This simulation environment that will be used for the LeRobot Hackathon 2024.
- Train the simulation environment of the Koch arms to perform basic manipulation tasks.
- Use the TD-MPC implementation in this branch of LeRobot to train your policies to acheive different tasks.
- If you have a leader arm, you can use the
control_sim_robot.py
script in my branch to teleoperate the sim robot and collect datasets that you can couple with the RL part.
We will be using the sim environment this branch of my fork of the original gym-lowcostrobot. The enviroment is based on Mujoco and defines several manipulation tasks like pushing a cube to a target and pick and place.
- The main task of the hackathon would be to mimic the real-world task that the participants with the arm will try to solve and attempt to find ideas that improves the learning performance in sim which can then benifit learning in the real-world. What can you change?
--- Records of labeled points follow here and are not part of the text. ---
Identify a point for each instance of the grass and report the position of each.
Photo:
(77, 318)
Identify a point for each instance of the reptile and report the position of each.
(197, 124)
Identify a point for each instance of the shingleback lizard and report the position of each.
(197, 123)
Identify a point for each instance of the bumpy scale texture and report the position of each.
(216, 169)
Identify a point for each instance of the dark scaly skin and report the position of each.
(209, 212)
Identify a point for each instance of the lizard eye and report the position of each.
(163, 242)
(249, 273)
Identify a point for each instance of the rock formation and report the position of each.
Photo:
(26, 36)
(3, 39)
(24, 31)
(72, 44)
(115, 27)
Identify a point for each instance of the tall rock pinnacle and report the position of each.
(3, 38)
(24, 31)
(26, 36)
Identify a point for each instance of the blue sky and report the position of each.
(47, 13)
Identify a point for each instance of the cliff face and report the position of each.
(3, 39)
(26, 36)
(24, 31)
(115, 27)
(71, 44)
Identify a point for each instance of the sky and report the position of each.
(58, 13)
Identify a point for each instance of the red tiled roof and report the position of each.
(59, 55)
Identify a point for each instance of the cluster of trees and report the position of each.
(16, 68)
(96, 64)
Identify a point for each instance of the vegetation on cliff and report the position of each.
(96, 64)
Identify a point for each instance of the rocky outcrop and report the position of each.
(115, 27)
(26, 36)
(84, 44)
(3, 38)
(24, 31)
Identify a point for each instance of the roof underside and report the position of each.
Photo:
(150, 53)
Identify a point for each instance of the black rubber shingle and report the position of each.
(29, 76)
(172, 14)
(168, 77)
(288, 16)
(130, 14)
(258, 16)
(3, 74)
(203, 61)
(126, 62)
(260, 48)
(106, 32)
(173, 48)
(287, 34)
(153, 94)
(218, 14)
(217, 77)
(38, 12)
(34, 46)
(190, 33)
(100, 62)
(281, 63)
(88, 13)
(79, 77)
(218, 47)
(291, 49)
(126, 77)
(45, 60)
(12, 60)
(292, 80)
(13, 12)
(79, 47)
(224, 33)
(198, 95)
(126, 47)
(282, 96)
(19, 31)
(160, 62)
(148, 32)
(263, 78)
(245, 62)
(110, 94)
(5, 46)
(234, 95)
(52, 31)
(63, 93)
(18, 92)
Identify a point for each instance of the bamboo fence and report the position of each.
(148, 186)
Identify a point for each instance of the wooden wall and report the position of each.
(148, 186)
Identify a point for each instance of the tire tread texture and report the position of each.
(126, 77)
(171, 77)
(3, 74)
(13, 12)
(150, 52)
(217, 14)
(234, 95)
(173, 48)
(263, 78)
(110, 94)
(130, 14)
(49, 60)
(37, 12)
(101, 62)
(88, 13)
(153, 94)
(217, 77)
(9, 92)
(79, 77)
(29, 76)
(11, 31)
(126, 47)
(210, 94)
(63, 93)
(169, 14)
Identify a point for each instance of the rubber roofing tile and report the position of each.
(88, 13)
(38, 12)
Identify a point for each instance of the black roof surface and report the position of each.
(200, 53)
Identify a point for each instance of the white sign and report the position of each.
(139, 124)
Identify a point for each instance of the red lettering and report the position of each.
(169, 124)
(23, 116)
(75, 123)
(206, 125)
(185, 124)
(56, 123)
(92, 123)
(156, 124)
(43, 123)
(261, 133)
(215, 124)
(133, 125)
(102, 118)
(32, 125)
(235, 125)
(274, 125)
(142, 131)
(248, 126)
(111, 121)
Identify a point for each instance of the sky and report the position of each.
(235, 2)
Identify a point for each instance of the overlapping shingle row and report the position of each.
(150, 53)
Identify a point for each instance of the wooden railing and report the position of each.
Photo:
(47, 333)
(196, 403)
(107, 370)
- The hyper-parameters of TD-MPC. You can find different parameters of the algorithm that could improve the overall learning performance.
- The elements of the sim environment: reward shaping, action space, observations...
- You have the freedom to try to design and solve your own task or to work on much harder tasks in the environment (pick and place, stack two cubes).
- It is important to note that the rewards for many of these enviornemnt are not well tuned and it will be up to you to improve their design and find ideas to make them work better.
Get familiar with the following code:
lerobot/scripts/control_sim_robot.py
: code to run control in sim if you have a leader arm. Choose the record option to record a dataset in sim.lerobot/scripts/train.py
: Updated in my branch to be able to use it with sim environment and with different platforms.gym_lowcostrobot/envs/*
: The gym environment for each task, check how the observations, control and rewards are computed.gym_lowcostrobot/assets/*
: The environment description that defines the scene, objects and physics.
- Mujoco documentation.
- TD-MPC and FOWM papers.
- Highly Recomended: The videos by Alexander Soare that explain TD-MPC (part 1 and part 2) and implementation of TD-MPC in LeRobot.
For the sim env in lerobot/configs/env you need to define a config file that takes into account the proper gym arguments to setup the simulation. Example for the push task
# @package _global_
fps: 50
env:
name: lowcostrobot
fps: ${fps}
handle: PushCube-v0
state_dim: 6
action_dim: 6
task: PushCube
gym:
render_mode: rgb_array
max_episode_steps: 200
actions_in_degrees: true
reward_type: 'dense'
calibration:
axis_directions: [-1, -1, 1, -1, -1, -1]
offsets: [0, -0.5, -0.5, 0, -0.5, 0] # factor of pi
eval:
use_async_envs: false
state_keys:
observation.state: 'arm_qpos'
observation.velocity: 'arm_qvel'